Die Gemeindebehörden haben sich aus verschiedenen Gründen gegen eine Fristerstreckung ausgesprochen. «Dadurch erhalten wir wieder mehr Handlungsspielraum», sagt Gemeindepräsident Peter Bischoff. Die Liegenschaft «Ob dem Holz» sei renovationsbedürftig. Bis die Rekurse zum Sportsclinic-Baugesuch definitiv erledigt seien, könne es noch zwei bis drei Jahre dauern. Dieses Risiko will der Gemeinderat nicht eingehen. Zumal er offenbar gewisse Zweifel am Geschäftsmodell der SME hat. Aus Behördensicht sei fraglich, ob dieses angesichts der Entwicklungen in der Medizin wirklich funktioniere, gibt Bischoff zu bedenken. Abgesehen davon gebe es langfristig Unsicherheiten wegen des geplanten Operationsstandortes am Spital Heiden.

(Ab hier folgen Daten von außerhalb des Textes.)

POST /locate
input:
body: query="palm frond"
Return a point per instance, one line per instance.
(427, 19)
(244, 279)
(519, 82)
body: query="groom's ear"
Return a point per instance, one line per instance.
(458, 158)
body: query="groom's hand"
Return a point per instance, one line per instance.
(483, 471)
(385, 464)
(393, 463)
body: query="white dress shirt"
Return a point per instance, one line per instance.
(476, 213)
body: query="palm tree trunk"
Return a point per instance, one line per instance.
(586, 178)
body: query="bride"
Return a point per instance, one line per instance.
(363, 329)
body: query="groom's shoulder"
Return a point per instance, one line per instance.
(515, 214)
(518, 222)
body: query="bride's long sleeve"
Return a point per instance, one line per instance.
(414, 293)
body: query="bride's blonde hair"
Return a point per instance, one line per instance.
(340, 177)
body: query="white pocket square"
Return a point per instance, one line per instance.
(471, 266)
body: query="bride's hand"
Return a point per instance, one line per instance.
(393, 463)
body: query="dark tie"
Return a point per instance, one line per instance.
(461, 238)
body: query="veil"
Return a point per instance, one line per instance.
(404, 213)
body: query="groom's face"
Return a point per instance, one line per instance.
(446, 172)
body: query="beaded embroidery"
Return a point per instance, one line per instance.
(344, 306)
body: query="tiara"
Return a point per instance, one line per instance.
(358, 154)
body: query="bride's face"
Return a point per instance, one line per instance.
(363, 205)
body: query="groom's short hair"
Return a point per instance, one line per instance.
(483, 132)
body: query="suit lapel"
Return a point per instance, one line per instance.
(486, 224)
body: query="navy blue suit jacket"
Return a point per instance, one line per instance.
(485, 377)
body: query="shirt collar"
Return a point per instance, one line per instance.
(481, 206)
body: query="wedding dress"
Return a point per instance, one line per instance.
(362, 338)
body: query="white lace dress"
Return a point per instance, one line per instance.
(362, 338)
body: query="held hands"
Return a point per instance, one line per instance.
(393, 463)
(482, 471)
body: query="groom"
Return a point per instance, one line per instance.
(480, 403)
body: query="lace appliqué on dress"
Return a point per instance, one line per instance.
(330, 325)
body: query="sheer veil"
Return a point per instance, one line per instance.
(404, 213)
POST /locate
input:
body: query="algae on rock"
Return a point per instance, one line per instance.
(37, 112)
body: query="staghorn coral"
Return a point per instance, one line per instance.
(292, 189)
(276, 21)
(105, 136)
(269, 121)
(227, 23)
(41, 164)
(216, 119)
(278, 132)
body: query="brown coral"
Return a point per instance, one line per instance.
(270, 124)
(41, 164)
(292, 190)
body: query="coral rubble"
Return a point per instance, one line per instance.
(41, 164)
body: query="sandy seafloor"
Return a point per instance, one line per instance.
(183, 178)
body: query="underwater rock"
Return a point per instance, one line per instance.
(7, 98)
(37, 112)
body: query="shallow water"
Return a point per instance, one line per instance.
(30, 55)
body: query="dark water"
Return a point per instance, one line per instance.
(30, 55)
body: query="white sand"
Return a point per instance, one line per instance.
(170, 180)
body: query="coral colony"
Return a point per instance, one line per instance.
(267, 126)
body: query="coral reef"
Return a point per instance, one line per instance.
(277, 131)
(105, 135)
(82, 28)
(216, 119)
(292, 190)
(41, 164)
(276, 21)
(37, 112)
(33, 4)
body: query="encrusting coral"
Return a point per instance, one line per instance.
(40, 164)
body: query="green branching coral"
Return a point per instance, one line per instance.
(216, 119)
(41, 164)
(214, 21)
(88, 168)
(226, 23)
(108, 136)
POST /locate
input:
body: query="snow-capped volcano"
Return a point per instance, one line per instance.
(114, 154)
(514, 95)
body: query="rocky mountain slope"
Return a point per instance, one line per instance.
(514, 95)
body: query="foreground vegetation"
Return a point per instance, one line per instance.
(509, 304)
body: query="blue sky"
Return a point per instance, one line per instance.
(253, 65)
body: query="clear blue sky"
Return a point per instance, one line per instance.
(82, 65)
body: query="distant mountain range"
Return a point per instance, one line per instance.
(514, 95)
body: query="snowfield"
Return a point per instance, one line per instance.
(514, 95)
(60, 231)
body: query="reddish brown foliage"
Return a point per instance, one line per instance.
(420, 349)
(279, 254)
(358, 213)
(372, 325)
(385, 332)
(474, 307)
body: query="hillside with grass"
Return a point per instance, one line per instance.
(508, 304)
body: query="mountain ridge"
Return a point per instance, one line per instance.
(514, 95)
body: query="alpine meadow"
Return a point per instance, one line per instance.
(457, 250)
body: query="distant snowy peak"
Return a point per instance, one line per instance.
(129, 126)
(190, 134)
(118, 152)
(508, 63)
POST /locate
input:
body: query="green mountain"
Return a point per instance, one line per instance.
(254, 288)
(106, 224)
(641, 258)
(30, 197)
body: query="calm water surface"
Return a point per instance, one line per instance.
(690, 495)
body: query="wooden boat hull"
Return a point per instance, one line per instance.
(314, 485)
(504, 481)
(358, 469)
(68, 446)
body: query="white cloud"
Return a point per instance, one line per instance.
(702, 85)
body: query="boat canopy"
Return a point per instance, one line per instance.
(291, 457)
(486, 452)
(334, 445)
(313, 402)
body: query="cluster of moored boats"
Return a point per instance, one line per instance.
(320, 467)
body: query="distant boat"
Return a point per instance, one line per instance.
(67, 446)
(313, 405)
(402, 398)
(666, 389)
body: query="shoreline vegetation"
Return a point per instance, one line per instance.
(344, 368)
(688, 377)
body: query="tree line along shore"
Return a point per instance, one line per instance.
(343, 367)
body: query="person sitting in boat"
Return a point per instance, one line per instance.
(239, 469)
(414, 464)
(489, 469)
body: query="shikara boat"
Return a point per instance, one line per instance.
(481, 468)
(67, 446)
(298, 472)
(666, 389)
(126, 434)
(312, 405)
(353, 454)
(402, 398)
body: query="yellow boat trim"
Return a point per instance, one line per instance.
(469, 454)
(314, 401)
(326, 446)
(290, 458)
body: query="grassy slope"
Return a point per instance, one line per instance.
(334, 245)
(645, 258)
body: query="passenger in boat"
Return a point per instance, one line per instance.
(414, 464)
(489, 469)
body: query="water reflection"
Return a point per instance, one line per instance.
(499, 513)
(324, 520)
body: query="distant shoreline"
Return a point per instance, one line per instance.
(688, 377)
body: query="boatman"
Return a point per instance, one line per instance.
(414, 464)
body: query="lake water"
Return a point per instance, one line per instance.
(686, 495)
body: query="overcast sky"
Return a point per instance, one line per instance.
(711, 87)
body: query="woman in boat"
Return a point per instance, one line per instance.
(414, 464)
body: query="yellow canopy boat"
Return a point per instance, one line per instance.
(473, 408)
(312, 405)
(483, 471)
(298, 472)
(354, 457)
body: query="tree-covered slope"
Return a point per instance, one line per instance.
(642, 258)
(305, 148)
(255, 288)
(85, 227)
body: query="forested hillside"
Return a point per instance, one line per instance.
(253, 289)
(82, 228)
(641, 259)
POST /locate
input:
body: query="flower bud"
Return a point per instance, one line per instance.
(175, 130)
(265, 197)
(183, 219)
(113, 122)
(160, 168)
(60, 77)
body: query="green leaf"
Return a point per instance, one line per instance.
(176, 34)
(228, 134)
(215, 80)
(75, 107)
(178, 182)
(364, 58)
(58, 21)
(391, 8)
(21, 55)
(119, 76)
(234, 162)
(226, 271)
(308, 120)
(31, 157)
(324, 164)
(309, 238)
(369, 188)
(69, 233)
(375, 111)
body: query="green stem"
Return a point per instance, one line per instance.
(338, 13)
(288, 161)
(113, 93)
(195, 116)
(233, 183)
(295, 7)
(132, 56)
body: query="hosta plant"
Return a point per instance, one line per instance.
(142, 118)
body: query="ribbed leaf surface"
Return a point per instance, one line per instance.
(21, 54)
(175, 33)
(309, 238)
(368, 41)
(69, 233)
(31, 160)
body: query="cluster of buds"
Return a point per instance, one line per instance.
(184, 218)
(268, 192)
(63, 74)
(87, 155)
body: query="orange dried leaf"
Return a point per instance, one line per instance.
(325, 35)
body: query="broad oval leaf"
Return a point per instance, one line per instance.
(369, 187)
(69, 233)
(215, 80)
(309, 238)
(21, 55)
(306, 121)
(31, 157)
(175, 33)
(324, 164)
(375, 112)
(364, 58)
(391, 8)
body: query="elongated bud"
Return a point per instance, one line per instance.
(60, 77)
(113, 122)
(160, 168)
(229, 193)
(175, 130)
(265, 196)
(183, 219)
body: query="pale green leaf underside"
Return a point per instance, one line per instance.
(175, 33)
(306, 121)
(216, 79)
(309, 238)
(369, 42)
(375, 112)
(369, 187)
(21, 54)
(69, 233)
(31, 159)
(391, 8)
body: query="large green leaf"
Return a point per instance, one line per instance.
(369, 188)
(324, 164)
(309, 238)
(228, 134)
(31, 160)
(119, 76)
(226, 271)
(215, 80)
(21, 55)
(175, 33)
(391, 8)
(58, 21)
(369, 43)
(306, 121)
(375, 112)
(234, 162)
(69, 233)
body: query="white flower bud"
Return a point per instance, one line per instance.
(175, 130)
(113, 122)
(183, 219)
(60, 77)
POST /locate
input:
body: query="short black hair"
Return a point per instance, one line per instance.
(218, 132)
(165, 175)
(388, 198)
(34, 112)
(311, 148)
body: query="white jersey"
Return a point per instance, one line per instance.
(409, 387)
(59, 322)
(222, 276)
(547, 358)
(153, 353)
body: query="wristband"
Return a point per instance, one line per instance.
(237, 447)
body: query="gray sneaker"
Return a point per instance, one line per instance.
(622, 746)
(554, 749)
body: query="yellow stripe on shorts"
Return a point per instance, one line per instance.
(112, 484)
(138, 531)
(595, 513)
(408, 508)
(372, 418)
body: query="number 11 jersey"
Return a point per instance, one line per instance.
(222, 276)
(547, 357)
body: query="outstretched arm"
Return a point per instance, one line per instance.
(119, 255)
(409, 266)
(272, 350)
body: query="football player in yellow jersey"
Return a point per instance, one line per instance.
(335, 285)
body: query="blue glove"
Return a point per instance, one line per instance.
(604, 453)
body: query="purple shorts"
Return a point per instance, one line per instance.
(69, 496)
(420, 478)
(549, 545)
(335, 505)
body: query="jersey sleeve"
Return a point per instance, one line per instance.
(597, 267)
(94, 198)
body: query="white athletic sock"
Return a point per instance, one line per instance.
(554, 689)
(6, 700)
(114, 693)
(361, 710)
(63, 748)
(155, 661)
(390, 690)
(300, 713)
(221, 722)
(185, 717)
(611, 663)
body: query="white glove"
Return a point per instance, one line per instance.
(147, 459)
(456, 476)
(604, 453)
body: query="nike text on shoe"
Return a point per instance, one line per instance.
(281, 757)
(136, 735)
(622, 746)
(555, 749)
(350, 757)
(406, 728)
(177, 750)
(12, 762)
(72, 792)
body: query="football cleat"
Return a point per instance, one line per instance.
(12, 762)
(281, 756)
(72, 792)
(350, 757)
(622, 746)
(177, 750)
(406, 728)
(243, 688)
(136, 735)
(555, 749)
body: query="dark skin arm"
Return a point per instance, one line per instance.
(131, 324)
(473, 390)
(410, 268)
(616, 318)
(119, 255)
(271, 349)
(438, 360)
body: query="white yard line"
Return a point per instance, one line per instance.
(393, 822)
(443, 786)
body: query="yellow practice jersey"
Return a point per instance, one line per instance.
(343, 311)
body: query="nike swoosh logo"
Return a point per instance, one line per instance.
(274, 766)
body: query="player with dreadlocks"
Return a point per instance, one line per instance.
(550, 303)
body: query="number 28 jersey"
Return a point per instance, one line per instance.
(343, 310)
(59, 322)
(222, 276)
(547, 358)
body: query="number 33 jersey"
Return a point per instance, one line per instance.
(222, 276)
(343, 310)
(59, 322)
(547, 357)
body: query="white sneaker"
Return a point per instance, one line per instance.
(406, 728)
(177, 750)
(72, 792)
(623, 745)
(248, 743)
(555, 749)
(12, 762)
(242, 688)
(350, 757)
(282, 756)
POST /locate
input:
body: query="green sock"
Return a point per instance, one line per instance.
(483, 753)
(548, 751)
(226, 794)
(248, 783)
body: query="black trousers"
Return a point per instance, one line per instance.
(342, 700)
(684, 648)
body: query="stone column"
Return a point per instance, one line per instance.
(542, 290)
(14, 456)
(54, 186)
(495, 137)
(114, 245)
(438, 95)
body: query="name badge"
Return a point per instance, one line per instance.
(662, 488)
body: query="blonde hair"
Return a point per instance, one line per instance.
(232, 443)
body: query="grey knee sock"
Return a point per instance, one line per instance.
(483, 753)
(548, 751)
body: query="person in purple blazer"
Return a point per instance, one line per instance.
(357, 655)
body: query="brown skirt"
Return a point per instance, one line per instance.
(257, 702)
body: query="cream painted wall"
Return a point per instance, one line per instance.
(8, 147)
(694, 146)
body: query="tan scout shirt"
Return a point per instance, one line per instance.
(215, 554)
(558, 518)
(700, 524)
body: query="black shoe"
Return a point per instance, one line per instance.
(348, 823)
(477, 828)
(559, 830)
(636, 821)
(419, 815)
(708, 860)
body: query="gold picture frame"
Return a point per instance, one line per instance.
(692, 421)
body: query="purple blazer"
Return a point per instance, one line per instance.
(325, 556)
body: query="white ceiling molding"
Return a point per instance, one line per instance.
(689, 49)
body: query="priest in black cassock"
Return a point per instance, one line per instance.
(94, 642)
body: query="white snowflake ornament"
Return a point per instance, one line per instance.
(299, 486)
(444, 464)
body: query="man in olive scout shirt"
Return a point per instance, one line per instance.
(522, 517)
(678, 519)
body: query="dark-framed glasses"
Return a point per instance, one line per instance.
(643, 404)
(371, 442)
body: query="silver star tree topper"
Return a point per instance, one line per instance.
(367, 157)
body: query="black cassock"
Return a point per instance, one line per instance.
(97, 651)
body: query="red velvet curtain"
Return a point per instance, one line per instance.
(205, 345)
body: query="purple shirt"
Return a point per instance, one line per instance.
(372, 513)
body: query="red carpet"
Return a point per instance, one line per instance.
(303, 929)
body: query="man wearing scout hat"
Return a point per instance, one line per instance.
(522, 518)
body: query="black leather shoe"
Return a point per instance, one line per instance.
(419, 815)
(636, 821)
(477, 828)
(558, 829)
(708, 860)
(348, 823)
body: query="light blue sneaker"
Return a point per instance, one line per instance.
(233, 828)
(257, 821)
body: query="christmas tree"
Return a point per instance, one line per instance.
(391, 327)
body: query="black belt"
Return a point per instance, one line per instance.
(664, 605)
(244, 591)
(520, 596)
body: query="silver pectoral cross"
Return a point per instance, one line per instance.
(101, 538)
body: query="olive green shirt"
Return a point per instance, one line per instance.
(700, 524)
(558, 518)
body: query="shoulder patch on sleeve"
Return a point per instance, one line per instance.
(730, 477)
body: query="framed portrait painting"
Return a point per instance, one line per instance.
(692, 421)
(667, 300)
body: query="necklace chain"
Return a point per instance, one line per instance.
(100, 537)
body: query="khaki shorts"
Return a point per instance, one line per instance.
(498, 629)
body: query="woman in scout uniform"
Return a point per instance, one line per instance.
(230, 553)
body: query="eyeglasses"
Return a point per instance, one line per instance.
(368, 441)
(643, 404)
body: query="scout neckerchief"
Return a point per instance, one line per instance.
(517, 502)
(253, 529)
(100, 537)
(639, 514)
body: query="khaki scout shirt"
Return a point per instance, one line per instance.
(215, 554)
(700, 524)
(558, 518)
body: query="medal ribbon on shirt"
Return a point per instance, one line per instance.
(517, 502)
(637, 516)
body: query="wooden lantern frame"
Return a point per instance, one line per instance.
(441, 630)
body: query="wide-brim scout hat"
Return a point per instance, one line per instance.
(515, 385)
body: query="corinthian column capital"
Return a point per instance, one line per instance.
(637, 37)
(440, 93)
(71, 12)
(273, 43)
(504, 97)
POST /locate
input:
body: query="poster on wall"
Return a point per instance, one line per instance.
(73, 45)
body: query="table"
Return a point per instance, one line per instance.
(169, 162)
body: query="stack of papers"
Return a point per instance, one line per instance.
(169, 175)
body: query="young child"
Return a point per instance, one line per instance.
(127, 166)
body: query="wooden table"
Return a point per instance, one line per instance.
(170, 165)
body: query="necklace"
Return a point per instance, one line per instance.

Frühestens im Januar 2018 soll das ehemalige Alters- und Bürgerheim erneut ausgeschrieben werden. Ob wiederum die Lösung Baurecht bevorzugt wird, ist offen. Diese habe für die Gemeinde auch Nachteile, sagt Bischoff. «Als Eigentümer bleiben wir für den Unterhalt des Gebäudes zuständig.» Das letzte Wort zur künftigen Nutzung des Areals «Ob dem Holz» haben auf jeden Fall die Stimmberechtigen. Eine Abstimmung könnte im Verlauf des Jahres 2018 erfolgen.

Bereits hat es erste Anfragen zur Immobilie gegeben. Es gebe allerdings keinen Plan B, sagt der Gemeindepräsident. Weil das Grundstück in der Landwirtschaftszone liegt, sind die ­Nutzungsmöglichkeiten eingeschränkt.

Mögliche Standorte im Vorderland

Kein Verständnis für den Beschluss des Gemeinderates zeigen die Vertreter der Sportsmedicine Excellence AG. «Wir sind sehr enttäuscht, wie das Ganze gelaufen ist», sagt CEO Florian Kamelger. Über die Gründe, welche zur neusten Entwicklung geführt haben, will er nicht spekulieren. Kamelger hätte sich ­jedoch eine andere Vorgehensweise gewünscht. Die beiden Investoren haben der Gemeinde ­einen Kompromissvorschlag unterbreitet. Demnach hätten die Stimmberechtigten als Erstes über eine sechsmonatige Fristverlängerung abstimmen können. Bis dahin werde der Kanton das hängige Baugesuch bearbeitet haben, sagt Kamelger. «Es hätte uns Zeit gegeben, um vor einem weiteren Urnengang die noch strittigen Punkte zu klären.» Nun könne das Stimmvolk seine Meinung nicht mehr äussern. Aus demokratischer Sicht sei dies bedauerlich. Laut Kamelger ist der Standort Rehetobel für die geplante Sportsclinic damit wohl vom Tisch. Es sei höchst unwahrscheinlich, dass die Baubewilligung bis Ende Jahr vorliege.

Begraben will die SME ihre Pläne für ein Therapie- und Rehabilitationszentrum im Appenzeller Vorderland trotz des Rückschlags in Rehetobel nicht. ­Florian Kamelger schliesst zum heutigen Zeitpunkt aber aus, dass sich das Unternehmen bei der vorgesehenen Ausschreibung ­erneut um die Liegenschaft «Ob dem Holz» bewerben wird. «Zu den im jetzigen Baurechtsvertrag vereinbarten Konditionen ist dies für uns kaum denkbar.» Nach dem willkürlichen Vorgehen der Gemeinde seien zudem die Voraussetzungen für eine Vertrauensbasis nicht mehr gegeben.

Mögliche Standorte gibt es dagegen in den Nachbargemeinden. Ihnen seien bereits Grundstücke angeboten worden, sagt Kamelger.